Certification – The newest forestry buzzword. We’ve all heard of accountants being certified, but now forests? That’s certainly the current direction for some forest landowners.
What is forest certification? In essence, forest certification is a process whereby landowners are recognized for growing wood products under a set of specific forest stewardship principles. These principles generally include sensitivity to wildlife needs, natural diversity, logging standards, forest sustainability, social and economic needs, and a written management plan. In some cases, this “certified” designation is then attached to the final product (i.e. lumber). The purchasers then buys certified lumber knowing the wood was harvested from trees that were grown and logged in a ecologically friendly manner.
The primary drivers behind this program are lumber retailers and environmental groups. Proponents have lobbied large retailers, such as Home Deport, to demand they sell only certified wood products. This in turn has forced retailers to seek out suppliers that can meet the certified lumber requirements. Although this concept is relatively new, it is gaining momentum.
Originally it was hoped that consumers would be willing to pay more for certified wood products, but it appears that may occur only in isolated situations. It does seem likely that some log purchasers will ultimately purchase only logs that are “certified.”
There are numerous certification programs. In the United States, the most prevalent ones include the Forest Stewardship Council (FSC), Sustainable Forestry Initiative, Green Tag Forestry and American Tree Farm System. Each program has its own standards and forest stewardship monitoring approach, with the FSC having the most stringent requirements.
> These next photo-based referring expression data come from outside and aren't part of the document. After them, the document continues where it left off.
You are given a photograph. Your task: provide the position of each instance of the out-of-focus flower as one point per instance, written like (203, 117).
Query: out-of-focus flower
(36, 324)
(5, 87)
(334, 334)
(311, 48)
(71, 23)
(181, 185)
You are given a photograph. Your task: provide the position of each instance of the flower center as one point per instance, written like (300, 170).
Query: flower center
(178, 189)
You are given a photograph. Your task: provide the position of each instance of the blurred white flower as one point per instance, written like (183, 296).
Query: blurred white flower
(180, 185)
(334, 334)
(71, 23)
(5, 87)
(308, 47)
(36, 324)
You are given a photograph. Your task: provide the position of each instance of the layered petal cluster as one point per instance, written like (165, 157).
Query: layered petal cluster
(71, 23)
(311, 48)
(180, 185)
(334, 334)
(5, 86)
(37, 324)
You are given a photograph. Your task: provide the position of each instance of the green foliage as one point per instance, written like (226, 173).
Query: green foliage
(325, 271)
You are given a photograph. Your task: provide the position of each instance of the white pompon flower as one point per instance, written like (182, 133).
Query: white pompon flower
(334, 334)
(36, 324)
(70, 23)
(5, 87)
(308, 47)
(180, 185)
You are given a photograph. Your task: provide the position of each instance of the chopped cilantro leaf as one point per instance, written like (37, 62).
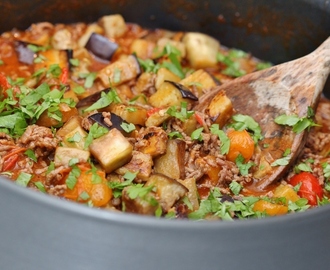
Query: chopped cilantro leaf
(298, 124)
(23, 179)
(40, 186)
(138, 190)
(105, 100)
(243, 167)
(224, 140)
(31, 155)
(197, 134)
(128, 127)
(235, 187)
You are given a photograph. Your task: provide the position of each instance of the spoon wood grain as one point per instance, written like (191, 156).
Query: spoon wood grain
(288, 88)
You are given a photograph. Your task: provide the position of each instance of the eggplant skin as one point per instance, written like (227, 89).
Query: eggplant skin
(25, 55)
(185, 92)
(101, 47)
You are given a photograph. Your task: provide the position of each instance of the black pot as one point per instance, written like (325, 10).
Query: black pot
(41, 232)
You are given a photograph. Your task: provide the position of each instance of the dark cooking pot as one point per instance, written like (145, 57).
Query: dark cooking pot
(41, 232)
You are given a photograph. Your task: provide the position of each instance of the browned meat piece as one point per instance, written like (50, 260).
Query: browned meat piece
(152, 141)
(39, 138)
(141, 163)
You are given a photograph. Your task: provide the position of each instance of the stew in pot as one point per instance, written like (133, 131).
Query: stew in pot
(103, 114)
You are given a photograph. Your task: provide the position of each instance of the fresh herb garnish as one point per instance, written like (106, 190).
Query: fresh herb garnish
(23, 179)
(297, 123)
(235, 187)
(105, 100)
(284, 160)
(197, 134)
(31, 155)
(127, 127)
(243, 167)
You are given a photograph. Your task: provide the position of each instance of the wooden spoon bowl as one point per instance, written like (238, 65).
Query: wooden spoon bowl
(289, 88)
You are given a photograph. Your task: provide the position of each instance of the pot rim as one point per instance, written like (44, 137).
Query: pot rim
(121, 218)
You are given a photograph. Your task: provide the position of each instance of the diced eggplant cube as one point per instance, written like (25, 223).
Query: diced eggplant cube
(112, 150)
(120, 71)
(114, 25)
(168, 190)
(25, 55)
(63, 155)
(116, 121)
(101, 47)
(171, 163)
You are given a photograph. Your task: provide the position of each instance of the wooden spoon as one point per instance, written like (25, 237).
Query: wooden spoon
(288, 88)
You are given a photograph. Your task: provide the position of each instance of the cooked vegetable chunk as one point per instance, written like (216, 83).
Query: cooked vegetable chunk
(63, 155)
(201, 49)
(168, 190)
(123, 70)
(171, 163)
(112, 150)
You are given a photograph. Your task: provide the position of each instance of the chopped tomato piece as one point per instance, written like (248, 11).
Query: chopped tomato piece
(86, 189)
(310, 188)
(199, 119)
(152, 111)
(240, 143)
(4, 84)
(64, 75)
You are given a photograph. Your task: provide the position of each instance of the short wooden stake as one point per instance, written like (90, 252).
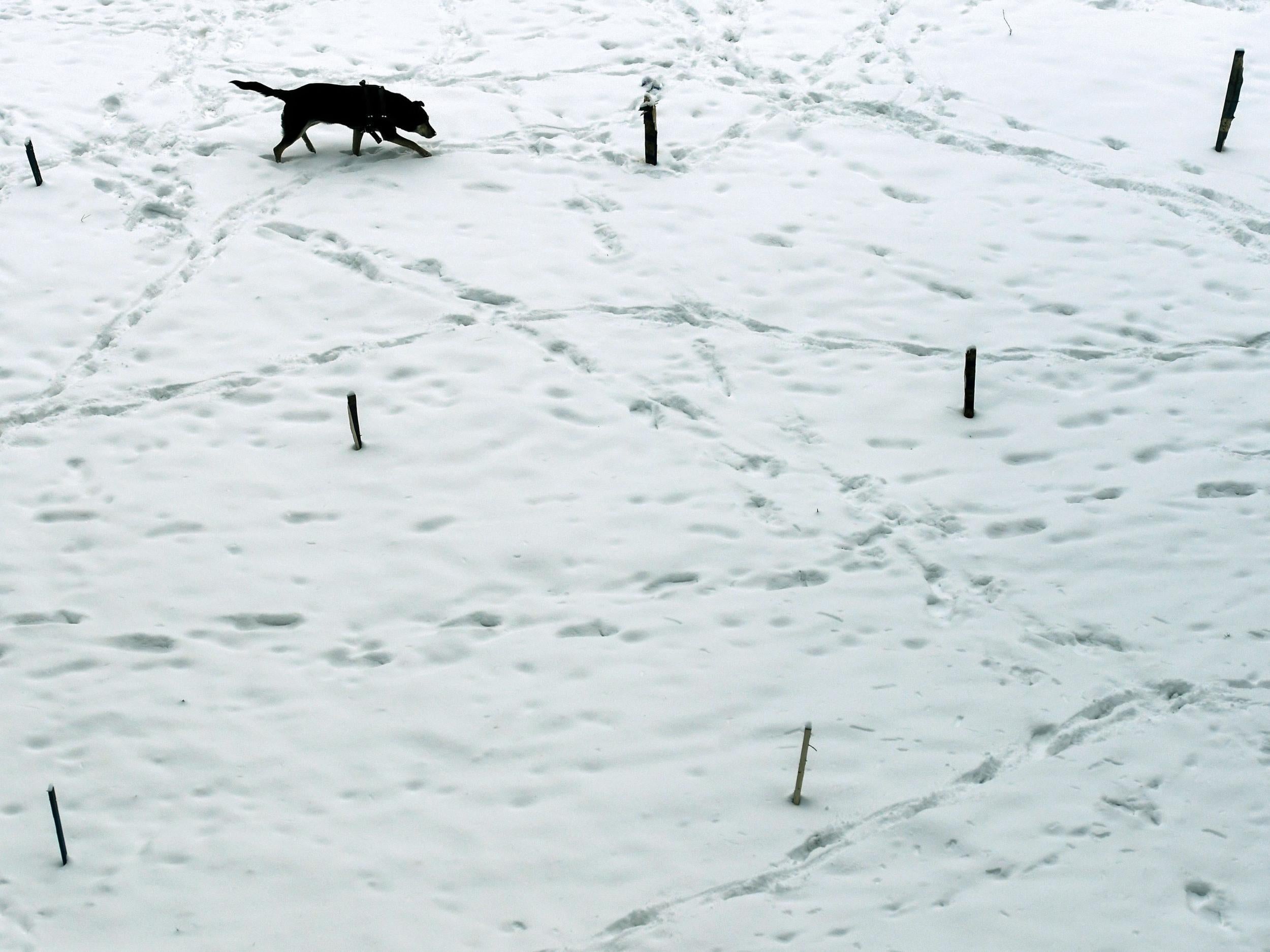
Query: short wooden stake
(968, 403)
(57, 823)
(35, 166)
(1232, 100)
(649, 111)
(802, 765)
(352, 422)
With so many competing programs, it is confusing to sort out which, if any, program is appropriate for a specific landowner. Not all programs are well accepted with environmental advocates. To further compound the issue, certification costs and accountability vary widely between programs. The Tree Farm Program is currently free, while FSC can cost $3,000 to $7,000 for a 200-acre parcel. Since the FSC has tougher standards and auditing requirements, it is currently more accepted by environmental groups and retailers.
What’s required for a forestland to meet certification standards? Of course, that depends upon the particular certification program. Standards such as a written management plan, compliance with forest practices laws and forest sustainability are universal requirements among all programs. More stringent programs require detailed record keeping, accountability, and a third party review.
At the present time forest certification is relatively young. In the Inland Northwest, log purchasers are taking notice of the certification movement. Purchasers are far from requiring log sellers to have certified status; however, they are encouraging loggers to meet certain standards.
Although the issue remains very cloudy and the jury is still out, it does appear that the industry is heading in a “certified” direction.